Sam laughed. “And you think folks will just forget about what happened here? The ghost tours will go by there, night after night. Tanya was killed and discovered in the museum, and the story will never die.”


“Nor will the suggestion that I managed to kill her and carry her into the tableau,” David said. “Unless-”


“Unless you discover who really did it,” Sam interrupted. “Yeah, well, I can see that. And I’m here, if you need me. I’ve rented a house up at the end of Duval. And here’s my cell.” He scratched out a number on a cocktail napkin. “Call me if you need me.”


“Yeah, I will. Actually, I do have some questions for you,” David said.


“Like, where was I the night of the twelfth?” Sam asked.


“Sure. That would be good to know. Did you see your sister that night? I’m trying to trace her footsteps.”


“Trace them until they walk you right up to a killer?” Sam asked.


David nodded. “So?”


“So?”


“So where were you that night?”


“That night? You found her in the morning… Oh, right. The police said that she was killed sometime between seven and nine on the twelfth, the night before.

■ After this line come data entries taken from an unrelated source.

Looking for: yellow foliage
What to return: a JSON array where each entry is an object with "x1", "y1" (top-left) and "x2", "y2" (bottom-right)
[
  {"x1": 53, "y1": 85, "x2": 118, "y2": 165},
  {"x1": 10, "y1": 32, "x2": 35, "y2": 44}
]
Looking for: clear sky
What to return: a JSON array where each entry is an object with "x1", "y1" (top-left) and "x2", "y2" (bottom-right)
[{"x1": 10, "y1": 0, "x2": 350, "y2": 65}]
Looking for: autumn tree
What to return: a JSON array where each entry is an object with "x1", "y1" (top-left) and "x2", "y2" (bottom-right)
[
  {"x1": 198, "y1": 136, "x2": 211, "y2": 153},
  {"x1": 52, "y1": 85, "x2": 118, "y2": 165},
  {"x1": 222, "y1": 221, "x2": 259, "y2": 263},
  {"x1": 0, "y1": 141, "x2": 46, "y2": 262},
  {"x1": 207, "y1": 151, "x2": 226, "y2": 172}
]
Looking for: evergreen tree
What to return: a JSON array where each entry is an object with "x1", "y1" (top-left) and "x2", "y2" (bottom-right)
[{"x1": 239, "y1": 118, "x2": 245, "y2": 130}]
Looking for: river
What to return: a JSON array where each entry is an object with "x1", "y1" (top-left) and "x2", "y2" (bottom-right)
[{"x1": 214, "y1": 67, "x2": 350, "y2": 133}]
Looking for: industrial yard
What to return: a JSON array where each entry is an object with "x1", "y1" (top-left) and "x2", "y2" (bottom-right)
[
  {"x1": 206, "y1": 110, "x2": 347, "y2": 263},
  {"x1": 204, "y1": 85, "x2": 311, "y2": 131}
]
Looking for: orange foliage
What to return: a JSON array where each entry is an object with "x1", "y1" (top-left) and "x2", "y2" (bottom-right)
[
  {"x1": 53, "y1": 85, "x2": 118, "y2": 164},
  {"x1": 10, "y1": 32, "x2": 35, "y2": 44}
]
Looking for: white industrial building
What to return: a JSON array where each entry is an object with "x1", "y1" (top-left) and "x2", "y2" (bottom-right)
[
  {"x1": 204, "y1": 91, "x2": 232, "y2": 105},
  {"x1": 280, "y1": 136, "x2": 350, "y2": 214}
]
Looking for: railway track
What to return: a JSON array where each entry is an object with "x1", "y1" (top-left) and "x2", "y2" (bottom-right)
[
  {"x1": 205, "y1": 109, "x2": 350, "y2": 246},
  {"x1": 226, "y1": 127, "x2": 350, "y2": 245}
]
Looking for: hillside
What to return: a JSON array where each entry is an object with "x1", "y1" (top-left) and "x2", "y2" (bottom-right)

The museum was open until midnight, so sometime after midnight, the killer brought her body into the museum for you to find during the first tour the next morning.”


“Everyone thought she had left for Ohio,” David said. “Your parents thought that she had left for Ohio, and I think they were just angry at first that she had gone without her final goodbye. I wasn’t expecting to see her, so I wouldn’t have looked for her. The killer held her-somewhere, and then brought her into the museum after closing.”


“I was on Duval Street the night she was killed, drinking it up with a bunch of friends. Did I see my sister? Yes. I yelled at her for drinking.”


“Drinking on Duval? How bizarre,” David said dryly.


“Hey, those of us who live in paradise know that you can’t drink yourself silly every night. You know what she told me?” Sam asked.